I'm not looking for excuses for Euron, but even someone so wholly villainous as Euron has a certain tragic humanity to his character. TWOW spoilers included.
It sounds like Euron was born so psychically powerful so young, but was surrounded by a culture that only recognized literal, physical strength. He had some kind of ability to see some kind of greater picture, to recognize that out there, somewhere, there was the ability to “fly,” but everyone around him is lockstep in this smallminded, delusional ideal of the old way, which is obviously going to doom them.
So he never had any guidance. It’s Bran without Jojen to mentor him, Varamyr without Haggon. We see from Varamyr how totally alienating these kinds of powers are—even though Varamyr uses them to become an utter piece of shit, a lot of it comes from his acute awareness of how much his existence separates him from the society around him. Even with guidance Bran is still warging Hodor to try to pretend to be someone else, he’s still staying in Summer for days at a time to escape his existence as a physically weak skinchanger.
And Euron isn’t just lacking a mentor, he’s lacking anyone who even recognizes what he’s experiencing. He blasphemes against god, killing Harlon, who is in some ways parallel to Euron, also sick, also silently suffering for the unwillingness of the Ironborn to extend empathy past strength. Killing Harlon is like killing himself, Harlon begs him, (to what? stop? continue? he’s not any more sure that he wants to live than Euron is) and immediately afterward, Euron himself is prepared to die, begging god to kill him because even that would be proof that he’s not alone, not the only person who is attuned to these senses. Instead, Euron lives. He’s not struck down—and so he is truly alone. On Pyke, only the gods could relate to the experience Euron is having, and even they won’t answer him.

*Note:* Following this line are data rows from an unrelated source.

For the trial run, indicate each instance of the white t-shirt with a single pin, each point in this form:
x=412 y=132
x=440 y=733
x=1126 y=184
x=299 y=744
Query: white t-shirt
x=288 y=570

Eventually Euron leaves, and now, separated from the Ironborn, he lives an empty, macabre replica of their ideals. He rules with absolute authority a ship of mutes, as lockstep with his goals as the Greyjoys were with Balon’s. He’s the perfect pirate but it’s not the plunder he craves—that joy is empty for him. It’s the prayer he that he really wants, the only recognition that the sole, lonely god in the world could ever ask for.
Finally he returns home, killing his brother and stepping into his role, the perfect ideal imitation of what Balon could have been. He recognizes the illusion the Ironborn need. But in private, to his family, he’s still searching for an equal. He wants to invite Victarion into his world—he’s suddenly found a substance that lets average people see the way Euron has been seeing this whole time. But Vic still won’t have it, so Euron decides to forcibly create a brother that understands him. If Vic won’t take the leap voluntarily, Euron will push Aeron—which is cruel, but it is pitiful, too, because he even now he wants someone to know what it's like to see like he does, even now he wants someone to fly with him.
Obviously Euron is still a maniac and a madman but... you can also imagine how lonely he must have always felt, how even his nihilism is tragic—if he thinks himself a god, and the gods are dead, then he knows he is so, so alone.
That said. This excuses nothing and leaves plenty unexplained, too.